Fresco vincitore al Festival di Roma del premio assegnato dal pubblico alla migliore pellicola di tutte le varie sezioni, arriva nelle sale italiane Trash, splendido film che segna il ritorno dietro la cinepresa del pluripremiato Stephen Daldry. Il cineasta britannico (53 anni, vero astro del teatro londinese per le ottime regie e la produzione di un centinaio di nuovi spettacoli) aveva già dimostrato, nel 2000, di saperci fare col mondo dell’infanzia firmando Billy Elliot, film-fenomeno che ha mietuto incassi in tutto il mondo raccontando le peripezie di un ragazzino folgorato dalla danza classica malgrado il duro ambiente operaio della sua famiglia. Un miracolo di sensibilità e divertimento.

Protagonisti di Trash (letteralmente, spazzatura) sono ancora tre adolescenti le cui disavventure si svolgono dall’altra parte del globo, in un mondo ancor più miserevole di quello pur povero del proletariato urbano delle nostre città. Rafael, Gardo e Rato sono ragazzini di strada. Amici per la pelle che sbarcano il lunario frugando tra le montagne di rifiuti della gigantesca discarica contigua alla favela dove vivono, ai margini della babelica Rio de Janeiro. Una mattina raccattano un portafoglio abbandonato, ma quello che pare essere un colpo di fortuna si rivelerà per loro l’inizio di una drammatica odissea. Il guaio è che contiene la chiave con le prove di qualcosa di molto più grande di loro. Lo ha affidato ai rifiuti l’assistente del boss Santos prima di essere catturato, torturato e ucciso dalla polizia. Santos, aspirante sindaco e grande corruttore, scatena i suoi sgherri alla ricerca di quella scottante documentazione sulla trama delinquenziale che coinvolge criminali, politici e poliziotti venduti. E quella non è gente che si faccia scrupoli a sparare se davanti alla pistola c’è un ragazzino. Men che meno se ne fanno gli agenti che celano dietro la divisa i loro sadici istinti.

Il film, dal ritmo incalzante come The Millionaire dell’altro inglese Danny Boyle (che era però ambientato tra gli slums di Mumbai, in India), si sviluppa come un vero action-movie.

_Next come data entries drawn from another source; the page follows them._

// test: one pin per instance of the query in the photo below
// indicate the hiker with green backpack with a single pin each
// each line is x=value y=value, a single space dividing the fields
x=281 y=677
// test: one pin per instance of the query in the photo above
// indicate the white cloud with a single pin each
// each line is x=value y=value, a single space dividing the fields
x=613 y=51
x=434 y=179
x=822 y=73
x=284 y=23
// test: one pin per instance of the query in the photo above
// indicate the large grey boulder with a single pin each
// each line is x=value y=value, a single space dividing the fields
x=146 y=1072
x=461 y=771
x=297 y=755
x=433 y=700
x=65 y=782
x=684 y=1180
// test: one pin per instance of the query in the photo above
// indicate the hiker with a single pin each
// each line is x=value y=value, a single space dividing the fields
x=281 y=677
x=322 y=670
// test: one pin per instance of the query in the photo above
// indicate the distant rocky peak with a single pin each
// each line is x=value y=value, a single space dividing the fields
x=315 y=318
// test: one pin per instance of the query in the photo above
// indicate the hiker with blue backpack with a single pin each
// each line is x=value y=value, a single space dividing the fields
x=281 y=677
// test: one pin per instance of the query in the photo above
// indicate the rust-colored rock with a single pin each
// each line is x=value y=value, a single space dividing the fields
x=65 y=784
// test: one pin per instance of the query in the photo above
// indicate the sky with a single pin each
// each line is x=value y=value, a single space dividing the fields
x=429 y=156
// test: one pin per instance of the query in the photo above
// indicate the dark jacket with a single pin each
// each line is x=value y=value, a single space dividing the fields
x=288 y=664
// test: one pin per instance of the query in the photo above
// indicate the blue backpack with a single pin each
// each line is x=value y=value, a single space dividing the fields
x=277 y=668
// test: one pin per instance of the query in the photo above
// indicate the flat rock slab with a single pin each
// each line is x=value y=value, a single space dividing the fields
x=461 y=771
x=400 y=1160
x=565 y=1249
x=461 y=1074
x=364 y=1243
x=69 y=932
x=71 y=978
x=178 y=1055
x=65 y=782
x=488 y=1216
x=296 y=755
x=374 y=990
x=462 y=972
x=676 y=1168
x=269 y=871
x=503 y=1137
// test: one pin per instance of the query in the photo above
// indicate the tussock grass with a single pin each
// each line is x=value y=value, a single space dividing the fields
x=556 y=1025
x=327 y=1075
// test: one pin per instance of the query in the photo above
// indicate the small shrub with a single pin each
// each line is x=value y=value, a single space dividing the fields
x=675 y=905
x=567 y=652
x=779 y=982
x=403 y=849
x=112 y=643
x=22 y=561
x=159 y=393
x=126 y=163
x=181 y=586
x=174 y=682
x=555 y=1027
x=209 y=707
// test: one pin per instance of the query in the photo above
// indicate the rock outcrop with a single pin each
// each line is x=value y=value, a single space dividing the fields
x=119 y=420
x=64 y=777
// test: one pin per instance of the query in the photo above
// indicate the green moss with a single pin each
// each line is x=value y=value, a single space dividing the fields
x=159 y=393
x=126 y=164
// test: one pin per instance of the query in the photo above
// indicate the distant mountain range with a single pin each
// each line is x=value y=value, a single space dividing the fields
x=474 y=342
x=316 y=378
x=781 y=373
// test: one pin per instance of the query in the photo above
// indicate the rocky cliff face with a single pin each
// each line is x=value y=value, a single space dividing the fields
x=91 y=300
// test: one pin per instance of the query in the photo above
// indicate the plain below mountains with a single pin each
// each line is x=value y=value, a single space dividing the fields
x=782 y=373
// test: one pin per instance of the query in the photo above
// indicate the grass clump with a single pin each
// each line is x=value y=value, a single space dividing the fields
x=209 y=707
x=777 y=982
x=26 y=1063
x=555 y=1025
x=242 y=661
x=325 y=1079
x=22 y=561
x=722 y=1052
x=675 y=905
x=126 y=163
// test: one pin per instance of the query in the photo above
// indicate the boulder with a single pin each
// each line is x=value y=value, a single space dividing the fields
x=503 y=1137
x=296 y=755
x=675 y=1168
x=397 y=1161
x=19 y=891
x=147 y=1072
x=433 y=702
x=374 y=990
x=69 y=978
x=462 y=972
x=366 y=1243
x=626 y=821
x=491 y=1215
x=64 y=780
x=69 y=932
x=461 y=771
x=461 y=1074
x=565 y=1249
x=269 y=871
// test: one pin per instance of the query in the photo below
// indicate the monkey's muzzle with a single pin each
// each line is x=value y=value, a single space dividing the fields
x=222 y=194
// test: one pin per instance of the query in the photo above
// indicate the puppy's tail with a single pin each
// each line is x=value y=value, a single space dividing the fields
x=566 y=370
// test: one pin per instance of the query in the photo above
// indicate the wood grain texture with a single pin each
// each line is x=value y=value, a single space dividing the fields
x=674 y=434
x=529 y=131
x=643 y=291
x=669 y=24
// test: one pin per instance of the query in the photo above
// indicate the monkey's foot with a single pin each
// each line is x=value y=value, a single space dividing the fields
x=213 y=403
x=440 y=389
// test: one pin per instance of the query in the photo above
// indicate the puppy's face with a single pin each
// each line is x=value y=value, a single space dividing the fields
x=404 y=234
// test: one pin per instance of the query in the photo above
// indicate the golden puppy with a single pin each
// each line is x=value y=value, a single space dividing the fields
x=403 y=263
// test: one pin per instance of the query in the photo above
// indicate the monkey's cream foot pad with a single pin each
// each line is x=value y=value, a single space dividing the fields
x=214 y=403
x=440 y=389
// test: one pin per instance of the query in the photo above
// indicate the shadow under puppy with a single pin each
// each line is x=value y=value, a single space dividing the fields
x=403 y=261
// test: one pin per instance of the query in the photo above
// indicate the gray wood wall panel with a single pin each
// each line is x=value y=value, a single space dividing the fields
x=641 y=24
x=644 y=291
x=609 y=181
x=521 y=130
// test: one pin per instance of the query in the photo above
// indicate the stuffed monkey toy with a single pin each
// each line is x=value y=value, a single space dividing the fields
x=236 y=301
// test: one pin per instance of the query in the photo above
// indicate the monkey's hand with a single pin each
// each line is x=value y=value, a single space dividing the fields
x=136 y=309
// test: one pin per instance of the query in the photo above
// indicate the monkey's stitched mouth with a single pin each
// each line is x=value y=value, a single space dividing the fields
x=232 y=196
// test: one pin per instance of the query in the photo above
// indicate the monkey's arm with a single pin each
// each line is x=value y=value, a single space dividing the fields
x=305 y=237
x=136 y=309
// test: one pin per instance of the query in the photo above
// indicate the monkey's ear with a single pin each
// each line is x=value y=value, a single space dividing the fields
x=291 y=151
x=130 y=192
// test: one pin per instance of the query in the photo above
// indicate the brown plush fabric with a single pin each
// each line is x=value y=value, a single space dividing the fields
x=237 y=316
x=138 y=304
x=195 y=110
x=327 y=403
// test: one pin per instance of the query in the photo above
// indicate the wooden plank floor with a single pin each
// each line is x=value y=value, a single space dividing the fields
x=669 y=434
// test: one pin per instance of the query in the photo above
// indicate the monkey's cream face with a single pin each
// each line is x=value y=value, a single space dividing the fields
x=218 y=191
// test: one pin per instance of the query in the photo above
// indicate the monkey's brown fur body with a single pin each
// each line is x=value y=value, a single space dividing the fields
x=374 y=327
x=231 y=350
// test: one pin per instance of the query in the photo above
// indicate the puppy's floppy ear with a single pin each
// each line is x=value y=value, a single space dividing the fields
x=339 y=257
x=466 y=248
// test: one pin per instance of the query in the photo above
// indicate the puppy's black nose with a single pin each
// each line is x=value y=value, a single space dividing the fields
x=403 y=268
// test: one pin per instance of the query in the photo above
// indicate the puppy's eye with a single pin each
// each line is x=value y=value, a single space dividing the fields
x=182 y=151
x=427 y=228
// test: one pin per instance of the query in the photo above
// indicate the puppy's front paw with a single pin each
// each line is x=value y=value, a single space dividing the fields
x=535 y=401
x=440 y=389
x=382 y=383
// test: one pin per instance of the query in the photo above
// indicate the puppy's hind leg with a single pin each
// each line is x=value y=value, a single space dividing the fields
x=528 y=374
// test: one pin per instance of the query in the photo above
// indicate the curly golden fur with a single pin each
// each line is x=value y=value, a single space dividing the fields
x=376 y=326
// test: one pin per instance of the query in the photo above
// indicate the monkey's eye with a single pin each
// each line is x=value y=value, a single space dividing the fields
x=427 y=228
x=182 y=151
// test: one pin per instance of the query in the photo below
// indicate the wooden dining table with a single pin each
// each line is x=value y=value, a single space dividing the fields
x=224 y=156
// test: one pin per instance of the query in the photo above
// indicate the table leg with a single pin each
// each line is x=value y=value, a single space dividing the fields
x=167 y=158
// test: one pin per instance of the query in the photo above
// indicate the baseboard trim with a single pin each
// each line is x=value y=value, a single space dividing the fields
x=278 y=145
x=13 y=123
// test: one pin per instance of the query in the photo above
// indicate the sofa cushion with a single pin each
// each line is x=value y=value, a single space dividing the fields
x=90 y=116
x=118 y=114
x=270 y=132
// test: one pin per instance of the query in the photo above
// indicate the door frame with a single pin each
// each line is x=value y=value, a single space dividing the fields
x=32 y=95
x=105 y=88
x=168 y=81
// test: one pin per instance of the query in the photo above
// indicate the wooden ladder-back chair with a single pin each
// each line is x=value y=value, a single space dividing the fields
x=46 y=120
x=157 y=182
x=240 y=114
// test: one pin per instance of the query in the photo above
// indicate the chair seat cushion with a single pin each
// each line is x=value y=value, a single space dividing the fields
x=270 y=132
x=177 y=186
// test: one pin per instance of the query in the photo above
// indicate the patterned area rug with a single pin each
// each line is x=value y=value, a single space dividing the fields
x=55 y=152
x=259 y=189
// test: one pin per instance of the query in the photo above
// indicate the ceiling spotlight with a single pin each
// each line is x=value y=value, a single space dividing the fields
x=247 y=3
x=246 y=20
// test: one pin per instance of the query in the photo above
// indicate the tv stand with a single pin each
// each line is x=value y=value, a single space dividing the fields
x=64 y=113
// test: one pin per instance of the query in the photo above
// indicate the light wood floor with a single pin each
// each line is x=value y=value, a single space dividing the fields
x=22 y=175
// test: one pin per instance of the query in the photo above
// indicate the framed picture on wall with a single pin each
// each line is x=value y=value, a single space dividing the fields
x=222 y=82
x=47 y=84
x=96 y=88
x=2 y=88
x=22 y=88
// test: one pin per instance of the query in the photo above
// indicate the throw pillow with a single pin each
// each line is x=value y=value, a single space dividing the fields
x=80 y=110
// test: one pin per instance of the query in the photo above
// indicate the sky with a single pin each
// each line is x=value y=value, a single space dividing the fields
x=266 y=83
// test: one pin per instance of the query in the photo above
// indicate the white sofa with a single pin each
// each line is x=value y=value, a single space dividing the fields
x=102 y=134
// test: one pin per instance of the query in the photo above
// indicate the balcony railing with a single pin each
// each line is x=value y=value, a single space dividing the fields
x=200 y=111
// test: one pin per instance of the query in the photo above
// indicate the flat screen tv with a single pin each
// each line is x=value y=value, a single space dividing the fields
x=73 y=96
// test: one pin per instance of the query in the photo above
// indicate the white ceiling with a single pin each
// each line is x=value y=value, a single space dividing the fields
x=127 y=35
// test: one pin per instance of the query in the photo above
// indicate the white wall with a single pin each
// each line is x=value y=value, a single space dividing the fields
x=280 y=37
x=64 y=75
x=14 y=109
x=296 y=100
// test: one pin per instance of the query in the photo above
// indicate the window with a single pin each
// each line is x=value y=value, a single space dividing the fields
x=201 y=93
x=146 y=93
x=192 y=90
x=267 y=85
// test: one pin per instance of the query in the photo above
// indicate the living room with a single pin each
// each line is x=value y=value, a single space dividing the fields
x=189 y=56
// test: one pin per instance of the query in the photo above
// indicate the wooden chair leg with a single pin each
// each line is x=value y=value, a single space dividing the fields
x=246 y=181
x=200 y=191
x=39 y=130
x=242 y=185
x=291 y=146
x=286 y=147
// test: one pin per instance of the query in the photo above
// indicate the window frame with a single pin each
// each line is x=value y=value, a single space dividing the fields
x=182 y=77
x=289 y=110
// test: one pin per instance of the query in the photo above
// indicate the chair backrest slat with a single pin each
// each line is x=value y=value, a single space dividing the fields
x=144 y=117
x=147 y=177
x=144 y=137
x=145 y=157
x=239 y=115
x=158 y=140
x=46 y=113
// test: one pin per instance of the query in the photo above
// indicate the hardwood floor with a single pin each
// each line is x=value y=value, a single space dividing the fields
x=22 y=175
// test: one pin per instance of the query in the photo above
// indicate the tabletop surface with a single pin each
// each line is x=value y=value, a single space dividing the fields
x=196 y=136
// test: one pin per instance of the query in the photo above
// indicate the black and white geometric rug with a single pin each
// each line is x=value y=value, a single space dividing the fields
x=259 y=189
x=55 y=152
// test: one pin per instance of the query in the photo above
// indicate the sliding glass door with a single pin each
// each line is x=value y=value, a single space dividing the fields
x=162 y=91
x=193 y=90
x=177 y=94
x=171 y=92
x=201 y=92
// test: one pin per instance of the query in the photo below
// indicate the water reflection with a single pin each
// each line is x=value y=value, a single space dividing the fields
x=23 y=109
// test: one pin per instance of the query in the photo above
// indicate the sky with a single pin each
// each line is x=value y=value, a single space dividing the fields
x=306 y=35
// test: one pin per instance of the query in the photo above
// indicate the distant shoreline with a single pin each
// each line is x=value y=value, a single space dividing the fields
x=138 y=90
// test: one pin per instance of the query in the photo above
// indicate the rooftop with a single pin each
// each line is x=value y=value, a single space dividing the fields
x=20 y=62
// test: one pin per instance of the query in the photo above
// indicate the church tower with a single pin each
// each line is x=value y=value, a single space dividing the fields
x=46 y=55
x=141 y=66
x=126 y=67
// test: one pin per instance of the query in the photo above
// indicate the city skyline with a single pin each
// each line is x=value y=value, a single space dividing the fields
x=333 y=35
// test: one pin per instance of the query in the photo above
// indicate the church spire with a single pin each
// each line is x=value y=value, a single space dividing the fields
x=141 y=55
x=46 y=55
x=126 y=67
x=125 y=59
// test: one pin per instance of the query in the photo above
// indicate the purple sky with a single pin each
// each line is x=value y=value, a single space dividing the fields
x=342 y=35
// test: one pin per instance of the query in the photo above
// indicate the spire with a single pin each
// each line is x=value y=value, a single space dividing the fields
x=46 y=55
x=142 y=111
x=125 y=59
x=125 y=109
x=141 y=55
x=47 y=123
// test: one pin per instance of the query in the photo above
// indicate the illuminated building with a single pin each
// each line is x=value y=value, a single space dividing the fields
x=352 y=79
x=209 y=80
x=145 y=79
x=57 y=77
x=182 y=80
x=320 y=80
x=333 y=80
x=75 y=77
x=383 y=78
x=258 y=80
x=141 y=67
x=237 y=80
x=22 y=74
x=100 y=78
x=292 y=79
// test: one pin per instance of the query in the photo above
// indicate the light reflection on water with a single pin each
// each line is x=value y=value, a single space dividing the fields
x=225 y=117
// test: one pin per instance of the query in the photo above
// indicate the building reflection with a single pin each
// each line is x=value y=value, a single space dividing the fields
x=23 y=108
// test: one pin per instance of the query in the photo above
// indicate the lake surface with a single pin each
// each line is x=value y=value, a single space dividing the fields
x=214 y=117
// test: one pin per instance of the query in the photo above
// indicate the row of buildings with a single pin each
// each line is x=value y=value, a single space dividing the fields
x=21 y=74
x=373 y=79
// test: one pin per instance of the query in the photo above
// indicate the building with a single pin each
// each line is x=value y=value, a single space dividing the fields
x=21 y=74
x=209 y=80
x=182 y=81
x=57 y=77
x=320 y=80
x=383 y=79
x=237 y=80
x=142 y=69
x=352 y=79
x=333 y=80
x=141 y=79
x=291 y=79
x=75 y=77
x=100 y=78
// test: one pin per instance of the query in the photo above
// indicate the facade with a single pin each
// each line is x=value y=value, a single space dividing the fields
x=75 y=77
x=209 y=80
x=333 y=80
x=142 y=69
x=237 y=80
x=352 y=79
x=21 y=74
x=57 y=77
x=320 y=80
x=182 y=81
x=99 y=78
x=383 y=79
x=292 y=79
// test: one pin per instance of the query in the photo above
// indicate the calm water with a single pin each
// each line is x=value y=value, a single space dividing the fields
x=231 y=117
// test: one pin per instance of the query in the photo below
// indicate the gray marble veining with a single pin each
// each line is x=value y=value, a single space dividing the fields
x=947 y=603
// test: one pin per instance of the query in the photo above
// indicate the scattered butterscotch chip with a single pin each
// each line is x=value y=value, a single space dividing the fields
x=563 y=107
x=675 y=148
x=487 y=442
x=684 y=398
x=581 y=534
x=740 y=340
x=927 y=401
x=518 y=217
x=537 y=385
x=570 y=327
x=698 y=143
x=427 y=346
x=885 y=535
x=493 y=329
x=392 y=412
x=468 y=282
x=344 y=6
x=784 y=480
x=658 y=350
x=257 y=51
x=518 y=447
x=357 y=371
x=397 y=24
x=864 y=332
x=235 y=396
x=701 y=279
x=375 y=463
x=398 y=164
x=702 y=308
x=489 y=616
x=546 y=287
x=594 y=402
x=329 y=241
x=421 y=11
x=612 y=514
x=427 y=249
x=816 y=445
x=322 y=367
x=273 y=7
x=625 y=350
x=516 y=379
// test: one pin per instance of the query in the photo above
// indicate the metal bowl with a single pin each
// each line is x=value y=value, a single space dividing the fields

Una gigantesca caccia all’uomo, anzi al bambino, da cui i tre malcapitati verranno fuori grazie all’aiuto di un vecchio ex detenuto politico e di un maturo missionario, ormai sull’orlo dello sconforto umano, stanco malgrado la fede (interpretato dalla star Martin Sheen).

Un thriller dai toni dickensiani che magari non dà lustro al nuovo Brasile, ma che lancia un messaggio di speranza. “Trash è una favola di adolescenti, il mio primo film d’avventura”, spiega Daldry, regista anche di titoli di qualità come The Hours con Nicole Kidman e The reader con Kate Winslet. “Ed ha rappresentato una straordinaria avventura umana anche per me. Ho vissuto per due anni in Brasile conoscendo persone straordinarie. A cominciare dai tre giovani protagonisti, scelti dopo una lunga selezione. 
Rickson Tevez, Eduardo Luis e Gabriel Weinstein non solo sono pieni di ottimismo ed energia ma hanno anche determinazione, fede, senso di giustizia: sanno bene che futuro vogliono per il loro Paese. Una cosa che colpisce molto chi, come me, viene da una paese cinico e depresso come l’Inghilterra”. “Senza questo film non saremmo mai venuti in Italia e non avremmo mai visto il Colosseo”, gli hanno fatto eco, emozionati, i tre ragazzi brasiliani nella conferenza stampa del Festival di Roma.

“Non avremmo mai creduto che una cosa del genere potesse accaderci. Fare cinema, tutto sommato, è una cosa stramba. I nostri amici, quando glielo abbiamo detto, pensavano che fosse tutto uno scherzo”. Adesso, però, la loro vita di strada cambierà.
Da grandi, forse, faranno gli attori. “Non sappiamo quale sarà il nostro futuro”, ammette Rickson, il più riflessivo dei tre. “Ricordo però che mia sorella avrebbe potuto essere una nuotatrice olimpionica. I miei invece, per proteggerla dalle delusioni, la fecero rinunciare. E ancor oggi lei lo rimpiange. Non ha senso, perciò, porsi dei limiti. Qualcosa di buono succederà”.